However, history suggests this new boss will end up sparring with his doppelganger CEO, whose focus is the WRFU and mending fences with local clubs which have felt rapidly disenfranchised by decisions made in their union boardroom and Hurricanes headquarters.
Diversifying may only create more civil unrest as two separate entities struggle to draw water from the same very leaky well.
"This restructuring will allow the Hurricanes franchise considerable commercial independence while allowing the WRFU business to give added focus to community, club and provincial rugby," said WRFU chairman Iain Potter.
Even after the damning three-month review of their entire set-up, Porter, along with his Hurricanes offsider Tony Duffin, have announced no plans to follow Te Puni on that long walk out the front door.
Instead, packing their cardboard boxes are at least five staff members after ten positions will be terminated with only half resurrected under new names.
WRFU's press release was at pains to point out they still employ a total office team of 37, but didn't make clear if this was a standard level, or rather just a skeleton crew who found their workloads increased when nine of their colleagues quit during 2014.
At some point, there is no more 'trimming the fat' - you start slicing into vital organs.
Te Puni & Co have placed blame on a debilitating clause signed in 2010 making them multi-million dollar guarantors for managing the Wellington Sevens, where the bloom is definitely off the rose after two years of bad crowds.
Think about that.

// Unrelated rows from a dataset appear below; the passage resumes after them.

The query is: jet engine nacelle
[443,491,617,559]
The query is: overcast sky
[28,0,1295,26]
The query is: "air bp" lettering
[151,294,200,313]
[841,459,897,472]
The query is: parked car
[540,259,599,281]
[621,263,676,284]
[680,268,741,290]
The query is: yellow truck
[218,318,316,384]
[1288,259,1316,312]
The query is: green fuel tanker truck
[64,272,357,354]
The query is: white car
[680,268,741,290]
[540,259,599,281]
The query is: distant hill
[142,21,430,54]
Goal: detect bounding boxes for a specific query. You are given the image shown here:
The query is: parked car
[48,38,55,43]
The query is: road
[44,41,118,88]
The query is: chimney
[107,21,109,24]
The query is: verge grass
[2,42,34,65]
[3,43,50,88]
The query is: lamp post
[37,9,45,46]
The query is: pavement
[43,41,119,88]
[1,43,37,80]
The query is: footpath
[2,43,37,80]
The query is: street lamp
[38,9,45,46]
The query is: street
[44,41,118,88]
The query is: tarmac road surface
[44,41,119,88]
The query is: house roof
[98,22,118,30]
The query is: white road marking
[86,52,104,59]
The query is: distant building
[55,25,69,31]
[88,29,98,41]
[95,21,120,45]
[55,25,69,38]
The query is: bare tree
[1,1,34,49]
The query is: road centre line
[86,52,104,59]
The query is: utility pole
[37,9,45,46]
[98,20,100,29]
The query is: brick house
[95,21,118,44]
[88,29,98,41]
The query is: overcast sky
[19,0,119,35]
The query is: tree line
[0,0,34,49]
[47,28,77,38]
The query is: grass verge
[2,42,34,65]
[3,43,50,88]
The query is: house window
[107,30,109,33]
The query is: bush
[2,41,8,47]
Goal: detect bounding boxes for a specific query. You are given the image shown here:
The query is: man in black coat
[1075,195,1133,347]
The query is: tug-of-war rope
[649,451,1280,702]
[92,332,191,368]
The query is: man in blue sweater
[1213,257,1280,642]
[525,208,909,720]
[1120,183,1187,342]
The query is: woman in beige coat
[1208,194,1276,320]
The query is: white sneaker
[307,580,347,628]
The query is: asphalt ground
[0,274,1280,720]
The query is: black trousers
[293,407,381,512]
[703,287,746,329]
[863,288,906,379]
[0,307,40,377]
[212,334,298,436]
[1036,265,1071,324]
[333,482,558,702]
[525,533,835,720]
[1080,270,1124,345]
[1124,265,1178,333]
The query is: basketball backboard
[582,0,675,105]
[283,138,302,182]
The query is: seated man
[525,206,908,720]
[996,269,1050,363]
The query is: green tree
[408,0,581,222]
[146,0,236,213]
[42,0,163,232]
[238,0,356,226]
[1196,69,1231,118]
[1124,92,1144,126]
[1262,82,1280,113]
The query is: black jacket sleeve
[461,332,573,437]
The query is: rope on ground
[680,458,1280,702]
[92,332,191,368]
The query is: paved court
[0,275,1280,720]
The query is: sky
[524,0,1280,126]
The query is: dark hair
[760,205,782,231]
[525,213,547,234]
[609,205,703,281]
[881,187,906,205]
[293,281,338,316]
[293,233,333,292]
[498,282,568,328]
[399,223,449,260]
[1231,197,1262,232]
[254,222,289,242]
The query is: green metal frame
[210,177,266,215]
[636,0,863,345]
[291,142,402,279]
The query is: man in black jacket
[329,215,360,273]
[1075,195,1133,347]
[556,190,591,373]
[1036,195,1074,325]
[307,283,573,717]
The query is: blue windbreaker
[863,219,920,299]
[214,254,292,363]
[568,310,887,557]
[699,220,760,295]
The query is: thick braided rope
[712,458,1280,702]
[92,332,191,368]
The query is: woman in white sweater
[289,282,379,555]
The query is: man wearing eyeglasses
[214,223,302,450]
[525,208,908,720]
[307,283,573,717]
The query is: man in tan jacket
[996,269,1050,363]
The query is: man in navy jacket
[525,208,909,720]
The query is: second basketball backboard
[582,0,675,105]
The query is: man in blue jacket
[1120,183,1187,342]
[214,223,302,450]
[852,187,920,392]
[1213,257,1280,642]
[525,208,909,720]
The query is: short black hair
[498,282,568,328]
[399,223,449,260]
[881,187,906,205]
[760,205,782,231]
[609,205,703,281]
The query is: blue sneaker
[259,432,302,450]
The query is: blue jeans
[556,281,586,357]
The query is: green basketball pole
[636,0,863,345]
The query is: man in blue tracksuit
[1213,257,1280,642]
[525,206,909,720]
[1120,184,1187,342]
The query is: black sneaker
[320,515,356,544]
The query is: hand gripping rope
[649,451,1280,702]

Those drunken blokes wearing tutus and the girls in the gold strapless dresses with hard hats, whose willingness to keep showing up proved as fickle in nature as their costumes implied, were not just vital to the union's coffers but 100 per cent relied upon to stay afloat.
WRFU prayed for fancy dress salvation, because after years of power struggles between players, coaches and administrators inside the Hurricanes, the biggest under-achieving franchise in all Super Rugby has driven away true rugby supporters who found other things to occupy their time.
Not just supporters either - after years of missing big games at Yarrows Stadium, the Taranaki Rugby Union left for greener Waikato pastures and have had no cause to regret it.
Worse, there was also no forward planning to re-tool the Sevens for the next generation of footy fans/party-goers, hungry for a cheaper entertainment alternative compared to $149 general admission and $8 per beer.
Just this last event, the Sevens were competing against the NRL Auckland Nines, a resurgent Black Caps, multiple South Island summer festivals and dare I say, even Wanganui's own NZ Masters Games.
WRFU also claimed this week the financial losses had nothing to do with the fact the Lions shockingly dropped out of the top rung of ITM Cup competition after a dismal wooden-spoon effort.
Yet more reports of rankling between the clubs who rear the players and those running the WRFU's development programme suggests the mistakes of the past have finally bore their rotten fruit, and I'm pretty sure grassroots fans felt the same with their (non)attendance at Westpac Stadium in recent winters.
Those rows and rows of empty yellow seats really do tell the tale.
All of this will stop being Te Puni's problem in four months - he says his kids are looking forward to having daddy back on the weekends.
Yet perhaps there are a few more little boys in the boardroom who should trot out the "more time with family" troupe.
Because back inside the sandbox Te Puni is walking away from, if the school-boy squabbles don't stop between staff and stakeholders, a once proud institution could soon find itself ranked very low decile.